3) E così l’art. 489 c.p.p. permette al contumace “che prova di non aver avuto conoscenza del procedimento a suo carico” (scilicet, nonostante la validità della notifica) di rendere delle “dichiarazioni a sua difesa”. L’art. 603 co.4 c.p.p., a sua volta, impone al giudice d’appello di procedere alla “rinnovazione dell’istruzione dibattimentale”, “quando l’imputato, contumace in primo grado, ne faccia richiesta e provi di non essere potuto comparire per non aver avuto conoscenza del decreto di citazione, sempre che in tal caso il fatto non sia dovuto a sua colpa, ovvero, quando l’atto di citazione per il giudizio di primo grado è stato notificato mediante consegna al difensore, nei casi previsti dagli art. 159, art. 161 comma 4 e art. 169 c.p.p., non si sia sottratto volontariamente alla conoscenza degli atti del procedimento”. L’art. 175 co.2, infine, restituisce l’imputato contumace in termini per proporre impugnazione od opposizione a decreto penale (salve alcune ipotesi che lo studioso troverà indicate ibidem).
4) Anzi, se ben ricordiamo, il giudice aveva manifestato, claris verbis, tale suo intendimento (dato che era un giudice che aveva per lungo stazionato nell’organico della magistratura requirente e aveva un carattere molto estroverso e franco: ciò che gli passava per la testa lo diceva). So che a questo punto il giovane collega inorridirà: ma come il giudice dice ecc. ecc. e tu, difensore, non lo ricusi? Che ci sta a fare l’art. 37 c.p.p.?! E sì, giovane collega, l’art. 37 esiste e senza dubbio permette di ricusare un giudice che esterna una sua convinzione di colpevolezza (“indebitamente”, vale a dire quando ciò non è richiesto dalla motivazione di un suo provvedimento); ma come fare comprendere ad un’anima bella come la tua, giovane collega, che la teoria è un conto e la pratica un altro?! L’articolo 37 è come quegli abiti che si mettono solo nelle feste: insomma, è buono solo per i grossi processi o anche per quelli piccoli in cui, però, siede sul banco degli accusati un incensurato, ma non per un processo in cui è imputato un Sai: si può essere sicuri che la Corte di Appello, a cui la ricusazione fosse stata presentata (art. 40 c.p.p.) avrebbe chiuso, non uno, ma tutti e due gli occhi per non accoglierla.
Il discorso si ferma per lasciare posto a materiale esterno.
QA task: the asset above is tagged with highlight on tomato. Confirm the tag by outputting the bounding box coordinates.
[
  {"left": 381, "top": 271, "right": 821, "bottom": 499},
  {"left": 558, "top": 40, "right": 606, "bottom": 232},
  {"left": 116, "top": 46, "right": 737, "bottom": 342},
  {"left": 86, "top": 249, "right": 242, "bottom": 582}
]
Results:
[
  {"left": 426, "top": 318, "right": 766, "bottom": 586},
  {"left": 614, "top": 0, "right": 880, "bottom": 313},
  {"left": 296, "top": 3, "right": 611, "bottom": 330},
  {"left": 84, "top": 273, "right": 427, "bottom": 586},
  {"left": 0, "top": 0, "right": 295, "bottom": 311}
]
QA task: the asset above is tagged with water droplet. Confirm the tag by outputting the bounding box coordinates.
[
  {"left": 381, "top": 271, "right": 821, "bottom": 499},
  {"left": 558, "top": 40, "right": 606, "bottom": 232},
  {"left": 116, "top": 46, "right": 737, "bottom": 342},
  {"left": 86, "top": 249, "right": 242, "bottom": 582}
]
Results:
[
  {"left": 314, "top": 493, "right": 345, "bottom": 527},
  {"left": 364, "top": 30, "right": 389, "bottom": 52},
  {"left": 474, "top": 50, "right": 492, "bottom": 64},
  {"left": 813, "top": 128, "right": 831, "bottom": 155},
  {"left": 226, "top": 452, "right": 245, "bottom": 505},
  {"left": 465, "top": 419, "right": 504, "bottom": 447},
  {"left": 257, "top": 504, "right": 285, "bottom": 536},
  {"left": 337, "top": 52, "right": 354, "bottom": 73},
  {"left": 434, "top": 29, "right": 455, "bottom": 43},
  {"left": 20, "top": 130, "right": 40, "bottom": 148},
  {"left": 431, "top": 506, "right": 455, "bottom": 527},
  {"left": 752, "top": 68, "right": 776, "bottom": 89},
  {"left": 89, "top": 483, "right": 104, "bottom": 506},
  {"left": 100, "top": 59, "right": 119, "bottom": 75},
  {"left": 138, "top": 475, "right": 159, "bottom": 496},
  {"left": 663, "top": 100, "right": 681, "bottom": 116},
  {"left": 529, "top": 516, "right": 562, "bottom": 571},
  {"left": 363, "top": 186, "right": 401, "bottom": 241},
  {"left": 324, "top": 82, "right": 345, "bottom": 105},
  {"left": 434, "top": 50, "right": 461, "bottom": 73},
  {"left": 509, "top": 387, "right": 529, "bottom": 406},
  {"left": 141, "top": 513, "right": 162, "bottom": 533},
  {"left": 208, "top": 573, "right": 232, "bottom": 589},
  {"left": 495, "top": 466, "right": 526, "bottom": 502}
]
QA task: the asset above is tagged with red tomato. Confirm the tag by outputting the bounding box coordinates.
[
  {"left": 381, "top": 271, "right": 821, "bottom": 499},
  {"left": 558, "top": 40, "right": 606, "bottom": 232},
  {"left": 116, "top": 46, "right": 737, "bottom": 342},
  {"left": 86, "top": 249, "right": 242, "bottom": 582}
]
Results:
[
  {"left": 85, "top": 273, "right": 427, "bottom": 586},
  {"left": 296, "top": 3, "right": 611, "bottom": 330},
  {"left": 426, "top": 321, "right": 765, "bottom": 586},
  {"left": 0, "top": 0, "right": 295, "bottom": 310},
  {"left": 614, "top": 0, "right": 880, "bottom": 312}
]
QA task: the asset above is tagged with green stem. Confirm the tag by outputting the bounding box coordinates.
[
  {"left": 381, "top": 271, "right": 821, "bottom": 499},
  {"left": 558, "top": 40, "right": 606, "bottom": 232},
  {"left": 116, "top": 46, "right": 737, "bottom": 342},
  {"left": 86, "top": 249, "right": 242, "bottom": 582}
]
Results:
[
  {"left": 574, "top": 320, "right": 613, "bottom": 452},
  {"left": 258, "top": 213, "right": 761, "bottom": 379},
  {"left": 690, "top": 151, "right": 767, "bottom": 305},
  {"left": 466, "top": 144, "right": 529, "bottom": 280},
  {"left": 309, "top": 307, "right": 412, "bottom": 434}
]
5) Infatti né la lettera né la ratio dell’art. 468 c.p.p. impongono di anticipare al momento della presentazione della lista, la richiesta di una “ ricognizione di persona” (né quella di un “confronto”, né quella di un “esperimento”).
6) Ma quale la ragione di tale difficoltà, si domanderà lo studioso? Forse che non c’erano tra il pubblico due persone abbastanza somiglianti al Sai da potergliele affiancare? C’erano, ma non erano per nulla disposte a fare da “comparse”; questo soprattutto per il timore (a dir il vero infondato) di rappresaglie. Certo l’A.G. avrebbe potuto coattivamente chiamarle all’ufficio (a cui volevano sottrarsi — in base a quale articolo? In base all’articolo 650 C.P.); ma fece bene a non farlo: in fondo nella ricognizione la c.d. “comparsa” deve recitare una parte e la recita male se è costretta con la forza.